I sagged, feeling close to collapse, and braced myself with my hands on his chest. Then I rolled off him, onto my back on the hardwood floor.

“I’m sorry, Oree.”

I stared at the ceiling, listened to the ticking clock.

“I’ve been going through a bad time.”

“I can see that.”

“Not dealing with things very well.”

He reached out to touch me, the way Peter had tried to do. Once again, I put up my hand.

“Please, don’t.”

“What can I do, Ben? Tell me how I can help.”

“I just need one thing from you, Oree.”

“If I can do it, I will.”

“Talk to Cecile. Convince her to see me again, to tell me the whole truth. To tell me exactly what happened that night fifteen years ago.”

Chapter Thirty-One
 

“Melissa Zeigler?”

“Yes, this is Melissa.”

“Benjamin Justice.”

“Ben. How are you?”

“Getting by, thanks. You?”

“Back to work, staying busy.”

“I’m sorry I haven’t been able to help you more. I was hoping I’d have some answers for you by now. About Byron’s death, I mean.”
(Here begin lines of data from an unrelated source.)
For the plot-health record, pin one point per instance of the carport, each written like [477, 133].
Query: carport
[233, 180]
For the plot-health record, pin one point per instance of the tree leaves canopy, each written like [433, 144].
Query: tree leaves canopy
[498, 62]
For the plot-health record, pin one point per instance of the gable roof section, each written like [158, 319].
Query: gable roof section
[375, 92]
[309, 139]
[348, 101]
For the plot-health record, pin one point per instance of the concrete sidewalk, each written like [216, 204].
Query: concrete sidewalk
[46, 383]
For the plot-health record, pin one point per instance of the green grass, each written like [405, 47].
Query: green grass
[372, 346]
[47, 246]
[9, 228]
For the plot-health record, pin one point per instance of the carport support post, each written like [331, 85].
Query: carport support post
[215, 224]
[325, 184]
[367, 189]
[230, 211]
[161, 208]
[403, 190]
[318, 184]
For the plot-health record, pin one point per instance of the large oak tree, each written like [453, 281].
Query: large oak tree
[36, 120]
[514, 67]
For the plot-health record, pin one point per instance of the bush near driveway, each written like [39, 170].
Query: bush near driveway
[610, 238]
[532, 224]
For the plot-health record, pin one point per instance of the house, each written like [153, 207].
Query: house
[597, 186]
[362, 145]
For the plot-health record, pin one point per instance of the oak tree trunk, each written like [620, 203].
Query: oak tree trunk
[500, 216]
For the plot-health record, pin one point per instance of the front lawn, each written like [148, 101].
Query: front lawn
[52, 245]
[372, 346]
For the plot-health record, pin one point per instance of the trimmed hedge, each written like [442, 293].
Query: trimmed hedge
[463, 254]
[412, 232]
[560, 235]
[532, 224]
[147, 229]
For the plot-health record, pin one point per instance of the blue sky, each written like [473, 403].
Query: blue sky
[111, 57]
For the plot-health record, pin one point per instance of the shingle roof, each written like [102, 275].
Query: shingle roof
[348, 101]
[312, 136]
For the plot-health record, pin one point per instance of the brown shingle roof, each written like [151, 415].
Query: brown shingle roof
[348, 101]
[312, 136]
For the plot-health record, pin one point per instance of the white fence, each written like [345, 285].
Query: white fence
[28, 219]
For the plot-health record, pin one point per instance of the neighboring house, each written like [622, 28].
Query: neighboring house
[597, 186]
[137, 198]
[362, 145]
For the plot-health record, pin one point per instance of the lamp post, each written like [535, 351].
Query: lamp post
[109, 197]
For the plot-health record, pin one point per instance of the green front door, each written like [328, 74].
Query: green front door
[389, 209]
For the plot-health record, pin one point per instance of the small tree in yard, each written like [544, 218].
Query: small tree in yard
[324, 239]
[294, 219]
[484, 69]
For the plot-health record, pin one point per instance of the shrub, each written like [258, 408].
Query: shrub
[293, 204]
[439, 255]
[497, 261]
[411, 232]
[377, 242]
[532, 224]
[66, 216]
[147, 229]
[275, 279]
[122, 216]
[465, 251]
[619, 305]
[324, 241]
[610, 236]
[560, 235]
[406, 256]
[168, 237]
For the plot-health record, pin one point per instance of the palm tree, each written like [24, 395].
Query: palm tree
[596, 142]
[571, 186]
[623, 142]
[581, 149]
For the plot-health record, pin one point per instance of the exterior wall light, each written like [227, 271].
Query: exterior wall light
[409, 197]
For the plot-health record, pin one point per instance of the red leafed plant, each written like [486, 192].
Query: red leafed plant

“You tried. I appreciate it.”

“You’ve put it behind you, then?”

“Not really, not with all the questions that were left unresolved.”

“I hope you’re not alone with this.”

“I’m in a grief support group now. I have some wonderful friends and a very supportive family. My synagogue’s been important during the worst of it. Byron’s family, too. We’re very close.”

“You’re lucky in that sense.”

“Yes, I know that. Very lucky.”

“I have a favor to ask, Melissa. If it’s not too much.”

“Certainly, Ben, if I can.”

“A friend of mine, Harry Brofsky, had a stroke. He’s lost his speech function, isn’t communicating much. Not at all really.”

“I’m sorry.”

“He just lies in his hospital bed, paralyzed, not responding. The thing is, he has to be moved. Isn’t that a horrible word, moved?”

“Yes, it is.”

“Anyway, for personal reasons I won’t go into, I haven’t been going in to see him. Right now, hospitals are, let’s just say, out of bounds for me.”

“That’s common for many people, for all kinds of reasons.”

“You’re the only social worker I know. I was wondering if you might be able to help find a place for Harry. Someplace that’s—”

“Comfortable, with good care?”

“Yes.”

“I’ve done a good deal of work involving nursing home placement. I’ll be happy to help out.”

“I don’t know how we’re going to pay for it. We’re not sure what his insurance situation is. My friend Alexandra has some money. She said she’d be willing to help with the bills as long as she’s able.”

“I’m sure we’ll be able to work something out.”

“I’d go to visit Harry, but I just can’t bear to see him like that. And the hospital, so many sick people, I—”

“I understand, Ben. Just give me the details I need, and I’ll see that Mr. Brofsky is placed in a setting where he’s well cared for.”

“A setting. That’s another one of those words, isn’t it?”

“I’ll take care of everything. We’ll find a good place for your friend.”